Thoughts about teaching
2013-02-19
Things you should probably find out by yourself, rather than read in a blog, if you aspire to be a teacher:
- All that you work on with your students is gone after two years – all of your files lost, all the paper recycled. The fraction of a percent that may remain in the students’ minds after that time, however, is entirely in your hands.
- There is no consensus on the purpose of education. Ultimately however, whether your focus is on intellectual stimulation, professional skills, or acquisition of information, your work goes towards defining the students’ role in society, and you act as a filter.
- We are no more equal in intellectual terms than we are in physical terms. Beyond the student’s background and motivation, a great and cruel share of his/her success is defined by sheer intellectual brainpower.
- The nature of teaching is peer pressure.

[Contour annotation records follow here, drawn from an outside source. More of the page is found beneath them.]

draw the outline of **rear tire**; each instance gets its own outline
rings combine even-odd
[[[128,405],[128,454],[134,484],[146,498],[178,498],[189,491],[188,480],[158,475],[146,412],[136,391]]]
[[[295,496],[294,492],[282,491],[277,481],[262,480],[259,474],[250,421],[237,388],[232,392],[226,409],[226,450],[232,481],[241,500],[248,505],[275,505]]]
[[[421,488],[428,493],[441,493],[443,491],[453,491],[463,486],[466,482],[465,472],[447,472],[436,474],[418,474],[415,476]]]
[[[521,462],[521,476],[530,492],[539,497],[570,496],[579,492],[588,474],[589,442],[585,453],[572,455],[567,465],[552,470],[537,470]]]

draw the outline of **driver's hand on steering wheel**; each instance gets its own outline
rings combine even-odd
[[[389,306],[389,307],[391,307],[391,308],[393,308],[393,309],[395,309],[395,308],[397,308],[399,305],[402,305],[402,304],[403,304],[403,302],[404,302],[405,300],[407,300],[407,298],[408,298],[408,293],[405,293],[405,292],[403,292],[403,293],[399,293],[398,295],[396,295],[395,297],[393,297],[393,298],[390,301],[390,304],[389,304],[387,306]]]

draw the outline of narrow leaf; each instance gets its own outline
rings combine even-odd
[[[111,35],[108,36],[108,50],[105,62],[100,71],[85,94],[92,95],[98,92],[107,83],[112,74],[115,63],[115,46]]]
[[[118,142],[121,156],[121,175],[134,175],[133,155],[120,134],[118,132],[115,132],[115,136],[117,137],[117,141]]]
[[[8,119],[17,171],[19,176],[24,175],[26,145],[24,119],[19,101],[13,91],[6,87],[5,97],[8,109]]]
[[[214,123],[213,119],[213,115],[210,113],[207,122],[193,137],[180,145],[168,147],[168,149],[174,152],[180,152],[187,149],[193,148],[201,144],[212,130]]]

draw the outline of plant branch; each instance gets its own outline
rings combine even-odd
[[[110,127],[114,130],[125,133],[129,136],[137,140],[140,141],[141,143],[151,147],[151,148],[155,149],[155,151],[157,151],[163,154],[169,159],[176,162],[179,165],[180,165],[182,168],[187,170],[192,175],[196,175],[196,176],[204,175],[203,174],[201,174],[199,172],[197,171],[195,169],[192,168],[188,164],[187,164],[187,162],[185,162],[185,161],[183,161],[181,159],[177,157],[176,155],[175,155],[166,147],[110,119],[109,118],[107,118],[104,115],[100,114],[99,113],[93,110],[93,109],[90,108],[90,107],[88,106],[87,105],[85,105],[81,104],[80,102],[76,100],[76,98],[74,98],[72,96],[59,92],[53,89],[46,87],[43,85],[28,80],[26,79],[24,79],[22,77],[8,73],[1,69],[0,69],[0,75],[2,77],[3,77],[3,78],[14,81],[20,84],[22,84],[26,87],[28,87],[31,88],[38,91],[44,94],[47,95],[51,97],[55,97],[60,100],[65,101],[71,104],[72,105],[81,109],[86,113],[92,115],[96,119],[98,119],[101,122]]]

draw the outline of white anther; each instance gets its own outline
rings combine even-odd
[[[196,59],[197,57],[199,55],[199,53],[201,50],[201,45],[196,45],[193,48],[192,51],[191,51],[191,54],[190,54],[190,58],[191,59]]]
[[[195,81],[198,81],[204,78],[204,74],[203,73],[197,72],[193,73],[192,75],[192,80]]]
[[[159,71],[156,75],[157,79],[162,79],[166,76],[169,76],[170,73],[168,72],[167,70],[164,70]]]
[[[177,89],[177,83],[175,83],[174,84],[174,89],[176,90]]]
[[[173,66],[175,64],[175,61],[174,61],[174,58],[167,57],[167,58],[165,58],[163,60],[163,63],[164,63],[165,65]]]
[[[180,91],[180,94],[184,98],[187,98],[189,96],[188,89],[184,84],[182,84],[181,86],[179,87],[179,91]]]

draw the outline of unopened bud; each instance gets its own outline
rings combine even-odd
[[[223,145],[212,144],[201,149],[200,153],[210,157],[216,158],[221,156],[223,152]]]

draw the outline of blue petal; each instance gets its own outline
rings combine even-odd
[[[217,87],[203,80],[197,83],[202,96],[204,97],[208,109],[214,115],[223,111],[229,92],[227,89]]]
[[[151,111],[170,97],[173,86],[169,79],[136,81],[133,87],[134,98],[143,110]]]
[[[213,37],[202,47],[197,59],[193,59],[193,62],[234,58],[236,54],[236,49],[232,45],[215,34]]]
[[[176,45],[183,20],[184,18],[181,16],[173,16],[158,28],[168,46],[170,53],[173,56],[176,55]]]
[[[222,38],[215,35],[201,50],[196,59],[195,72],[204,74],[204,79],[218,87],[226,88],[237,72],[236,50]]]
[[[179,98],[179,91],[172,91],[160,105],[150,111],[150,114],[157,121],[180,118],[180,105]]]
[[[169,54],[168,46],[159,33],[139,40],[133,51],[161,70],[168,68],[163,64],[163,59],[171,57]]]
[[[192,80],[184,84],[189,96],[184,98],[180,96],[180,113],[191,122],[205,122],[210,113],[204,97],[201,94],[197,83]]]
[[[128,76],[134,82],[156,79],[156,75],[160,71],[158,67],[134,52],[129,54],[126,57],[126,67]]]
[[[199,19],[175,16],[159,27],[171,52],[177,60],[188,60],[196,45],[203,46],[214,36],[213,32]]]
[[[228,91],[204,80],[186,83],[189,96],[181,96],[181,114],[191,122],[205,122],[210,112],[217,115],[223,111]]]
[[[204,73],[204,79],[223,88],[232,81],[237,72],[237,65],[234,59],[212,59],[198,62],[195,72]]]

The real value added by the teacher is the process that keeps the student focused. There is nothing you bring that your students couldn’t learn by themselves. “Teacher” is just a pompous word for “coach”.
- Grades are meaningless and useful. They are meaningless for very apparent reasons. They are useful in that they serve as a metric for the student’s time budgeting. If that is not tormenting, you likely are getting one of those characteristics wrong.
- The balance of power between students and teacher is overwhelmingly and unhealthily tipped towards the teacher. Signs that you are doing a good job are subtle; the difference made is important but it makes for weak signals in class. Lower your standards and mostly nothing will happen.
- Intellectual stimulation is addictive. Intellectual intercourse is irreparably addictive.
- Blackboard chalk gets into everything.